Recently on Rachelle Gardner’s blog, she talked about a visit to her local bookstore, and which became a real learning experience.  She said:‘ What a great way to expand our reading horizons!   It’s best if there is comfortable seating. I collect a stack of books, then go sit in the cafe and open them up. Often I’ll get so engrossed that I’ll read two or three chapters just sitting there! Then I know I want the book. Sometimes I read enough that I feel I don’t need to buy it after all.’

Rachelle is a literary agent and many of us hang on her words.  The gist of this seemed to be that if you hook her by the second or third chapter, then you have hooked her for the sale.  The reverse side of course is that ‘sometimes I read enough’ to know ‘I don’t need to buy it at all.’

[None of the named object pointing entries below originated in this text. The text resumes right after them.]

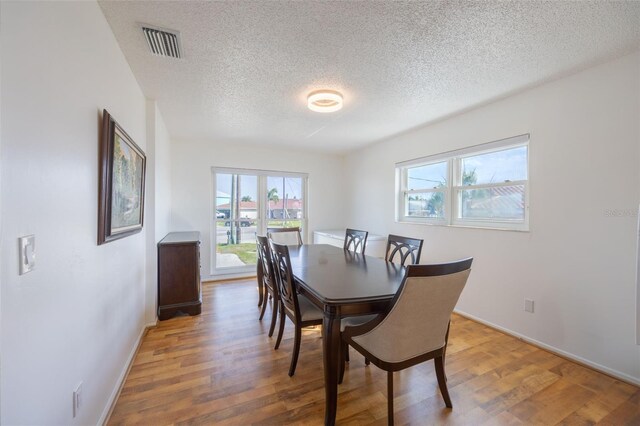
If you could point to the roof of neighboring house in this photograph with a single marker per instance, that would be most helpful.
(292, 204)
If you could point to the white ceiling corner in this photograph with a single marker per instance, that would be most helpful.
(248, 65)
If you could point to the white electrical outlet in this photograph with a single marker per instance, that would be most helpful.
(27, 253)
(528, 305)
(77, 399)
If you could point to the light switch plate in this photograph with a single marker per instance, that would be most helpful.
(27, 253)
(528, 305)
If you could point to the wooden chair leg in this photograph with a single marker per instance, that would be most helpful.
(263, 309)
(344, 350)
(442, 381)
(274, 316)
(390, 398)
(281, 328)
(296, 350)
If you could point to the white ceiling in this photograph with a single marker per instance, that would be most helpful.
(248, 65)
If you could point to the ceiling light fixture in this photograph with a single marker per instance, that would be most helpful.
(324, 101)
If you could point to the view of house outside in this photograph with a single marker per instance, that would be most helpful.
(238, 213)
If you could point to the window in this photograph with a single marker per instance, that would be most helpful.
(246, 202)
(482, 186)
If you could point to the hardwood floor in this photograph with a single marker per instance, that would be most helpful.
(220, 367)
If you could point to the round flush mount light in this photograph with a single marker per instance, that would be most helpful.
(324, 101)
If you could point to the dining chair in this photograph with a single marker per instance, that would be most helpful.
(287, 236)
(268, 281)
(403, 248)
(355, 240)
(415, 326)
(297, 308)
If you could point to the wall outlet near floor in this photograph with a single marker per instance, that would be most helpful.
(77, 400)
(528, 305)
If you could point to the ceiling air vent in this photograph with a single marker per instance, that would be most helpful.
(162, 42)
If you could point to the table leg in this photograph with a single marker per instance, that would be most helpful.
(259, 274)
(330, 352)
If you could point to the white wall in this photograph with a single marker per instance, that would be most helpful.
(78, 316)
(192, 195)
(577, 262)
(158, 202)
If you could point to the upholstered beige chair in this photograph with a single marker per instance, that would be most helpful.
(403, 249)
(269, 284)
(415, 328)
(355, 240)
(286, 236)
(298, 308)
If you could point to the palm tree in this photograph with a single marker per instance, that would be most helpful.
(272, 195)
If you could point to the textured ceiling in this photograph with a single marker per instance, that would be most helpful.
(248, 65)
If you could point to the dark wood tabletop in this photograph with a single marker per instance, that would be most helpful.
(342, 284)
(337, 276)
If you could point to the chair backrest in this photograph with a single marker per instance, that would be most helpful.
(417, 321)
(286, 236)
(355, 240)
(266, 263)
(284, 278)
(404, 248)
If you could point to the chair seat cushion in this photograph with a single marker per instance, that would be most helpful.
(353, 321)
(308, 311)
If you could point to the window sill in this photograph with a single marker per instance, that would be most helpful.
(450, 225)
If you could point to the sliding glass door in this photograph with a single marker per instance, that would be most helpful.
(246, 203)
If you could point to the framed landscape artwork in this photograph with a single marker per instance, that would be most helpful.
(121, 183)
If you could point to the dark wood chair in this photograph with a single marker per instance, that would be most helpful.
(415, 327)
(298, 308)
(269, 284)
(355, 240)
(404, 249)
(286, 236)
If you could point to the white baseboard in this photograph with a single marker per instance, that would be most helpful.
(601, 368)
(113, 398)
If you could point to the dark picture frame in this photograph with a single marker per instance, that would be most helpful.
(121, 183)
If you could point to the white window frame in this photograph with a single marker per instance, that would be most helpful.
(262, 211)
(454, 187)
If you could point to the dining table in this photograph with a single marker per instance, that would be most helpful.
(343, 284)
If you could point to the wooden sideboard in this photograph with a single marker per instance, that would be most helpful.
(179, 275)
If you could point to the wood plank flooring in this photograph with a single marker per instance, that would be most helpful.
(220, 368)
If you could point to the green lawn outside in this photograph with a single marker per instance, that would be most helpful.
(245, 251)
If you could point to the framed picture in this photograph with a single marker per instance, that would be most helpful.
(121, 183)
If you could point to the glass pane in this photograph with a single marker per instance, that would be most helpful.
(235, 217)
(500, 166)
(505, 202)
(427, 177)
(285, 207)
(426, 205)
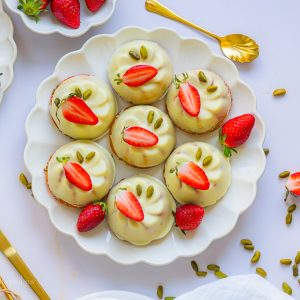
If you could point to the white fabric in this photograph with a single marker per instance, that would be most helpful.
(242, 287)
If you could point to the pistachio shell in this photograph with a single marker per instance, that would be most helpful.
(260, 271)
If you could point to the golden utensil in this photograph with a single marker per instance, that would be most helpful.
(237, 47)
(12, 255)
(4, 288)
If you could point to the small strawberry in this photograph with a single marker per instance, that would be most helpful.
(129, 206)
(33, 8)
(67, 12)
(190, 99)
(94, 5)
(139, 137)
(75, 110)
(78, 176)
(91, 216)
(192, 175)
(293, 185)
(137, 75)
(236, 132)
(189, 216)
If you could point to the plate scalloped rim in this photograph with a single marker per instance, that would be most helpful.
(10, 64)
(259, 141)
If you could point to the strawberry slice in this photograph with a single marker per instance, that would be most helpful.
(129, 206)
(293, 184)
(192, 175)
(137, 75)
(190, 99)
(78, 176)
(75, 110)
(139, 137)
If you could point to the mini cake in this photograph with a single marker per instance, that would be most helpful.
(197, 173)
(140, 210)
(83, 107)
(79, 173)
(143, 136)
(140, 72)
(198, 101)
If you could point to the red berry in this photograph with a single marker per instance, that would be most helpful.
(67, 12)
(192, 175)
(91, 216)
(137, 75)
(293, 184)
(129, 206)
(236, 132)
(139, 137)
(75, 110)
(78, 176)
(189, 216)
(190, 99)
(94, 5)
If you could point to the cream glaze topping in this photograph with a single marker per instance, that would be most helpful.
(143, 157)
(218, 173)
(158, 218)
(102, 102)
(152, 90)
(214, 108)
(101, 169)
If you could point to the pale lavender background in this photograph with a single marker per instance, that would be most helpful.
(63, 268)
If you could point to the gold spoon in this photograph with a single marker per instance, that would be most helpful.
(237, 47)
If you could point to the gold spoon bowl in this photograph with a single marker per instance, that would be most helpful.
(237, 47)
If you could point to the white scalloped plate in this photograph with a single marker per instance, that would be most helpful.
(247, 166)
(8, 51)
(48, 23)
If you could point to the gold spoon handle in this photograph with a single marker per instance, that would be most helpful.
(155, 7)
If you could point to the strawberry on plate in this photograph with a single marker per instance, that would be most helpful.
(139, 137)
(78, 176)
(137, 75)
(192, 175)
(75, 110)
(94, 5)
(236, 132)
(67, 12)
(33, 8)
(293, 185)
(129, 205)
(189, 216)
(190, 99)
(91, 216)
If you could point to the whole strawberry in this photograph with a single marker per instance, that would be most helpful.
(293, 185)
(33, 8)
(189, 216)
(67, 12)
(94, 5)
(236, 132)
(91, 216)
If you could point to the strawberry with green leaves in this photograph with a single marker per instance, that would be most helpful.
(33, 8)
(91, 216)
(235, 132)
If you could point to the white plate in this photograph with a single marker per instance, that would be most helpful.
(49, 24)
(114, 295)
(8, 51)
(186, 53)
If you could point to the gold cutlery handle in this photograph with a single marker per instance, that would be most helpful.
(155, 7)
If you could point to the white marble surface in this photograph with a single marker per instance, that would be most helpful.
(62, 267)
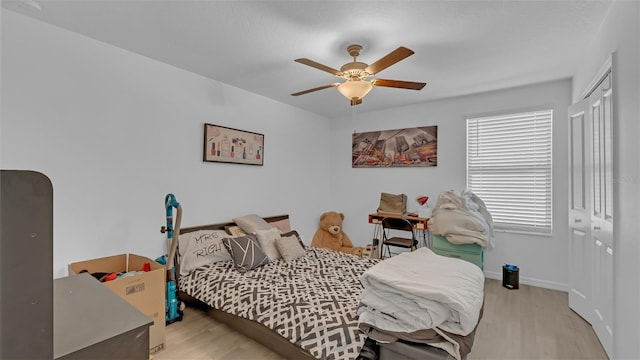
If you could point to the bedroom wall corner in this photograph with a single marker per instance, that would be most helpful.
(356, 192)
(619, 35)
(116, 132)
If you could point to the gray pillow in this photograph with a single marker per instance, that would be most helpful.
(252, 223)
(289, 247)
(245, 252)
(200, 248)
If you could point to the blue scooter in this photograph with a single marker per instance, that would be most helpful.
(173, 305)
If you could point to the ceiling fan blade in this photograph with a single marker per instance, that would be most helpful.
(393, 57)
(315, 89)
(399, 84)
(319, 66)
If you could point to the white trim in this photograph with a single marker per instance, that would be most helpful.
(600, 75)
(553, 285)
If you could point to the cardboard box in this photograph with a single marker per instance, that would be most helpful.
(145, 291)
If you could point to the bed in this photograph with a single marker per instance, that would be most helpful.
(301, 309)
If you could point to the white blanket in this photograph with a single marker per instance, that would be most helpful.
(422, 290)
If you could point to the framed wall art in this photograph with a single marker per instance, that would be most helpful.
(223, 144)
(396, 148)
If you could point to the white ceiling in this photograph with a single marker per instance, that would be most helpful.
(461, 47)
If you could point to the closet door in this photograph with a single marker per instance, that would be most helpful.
(580, 242)
(602, 211)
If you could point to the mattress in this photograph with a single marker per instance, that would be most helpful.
(310, 301)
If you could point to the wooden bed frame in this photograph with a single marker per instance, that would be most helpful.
(251, 329)
(274, 341)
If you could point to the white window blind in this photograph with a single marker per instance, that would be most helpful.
(509, 168)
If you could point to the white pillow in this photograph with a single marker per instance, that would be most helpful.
(200, 248)
(267, 241)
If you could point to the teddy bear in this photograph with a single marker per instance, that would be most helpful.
(331, 236)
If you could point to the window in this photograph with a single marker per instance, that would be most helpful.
(509, 168)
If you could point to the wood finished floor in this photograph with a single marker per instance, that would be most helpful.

I’m often even stricter than Rachelle.  If the opening page doesn’t hook me, I will put the book back on the shelf.  Books cost money and I need to know well before the second chapter that my outlay will be worth it.  This of course, is a lesson I need to shout in my own ear on a daily basis: to get that opening hook down pat . . . sharp, bright, catching the reader inexorably so that they wriggle like a worm on the end of a line.  And I’m still learning and shall probably learn forever.

The other things that Rachelle talked about were what makes someone pick up a book: cover, front page, back page, blurb?  For me, unless its a release from a favourite author, cover is the immediate drawcard.  Bad cover, I won’t take any notice.

Next it is the back blurb, scanned as I weigh the book in my hands and finally its the  first five or six paras.  After that, its over to the counter, pay and depart a happy chappy.

Like Rachelle I love visiting bookshops.  I love the smell, the sight of the stained glass colours in the covers. I love that feeling of bubbling joy when I discover that a favoured author has released a book . . . it’s like Christmas.  Or when I see a coffee-table book that is so luscious and image-loaded, its like tasting the best type of chocolate or champagne.

But can I admit to something really special?

The bestest feeling is seeing my own books on a shelf in a bookstore . . . that’s really something!  The first time I saw anyone buy a copy, I had to leave the shop before I had a fit of the vapours!  I was so excited, I ran into the street, frantically phoning husband on my mobile and all the while having a hot flush!

May it happen again one day, with another release!

PS: I do apologise for the over-use of exclamation marks but there is really no other way of indicating such excitement.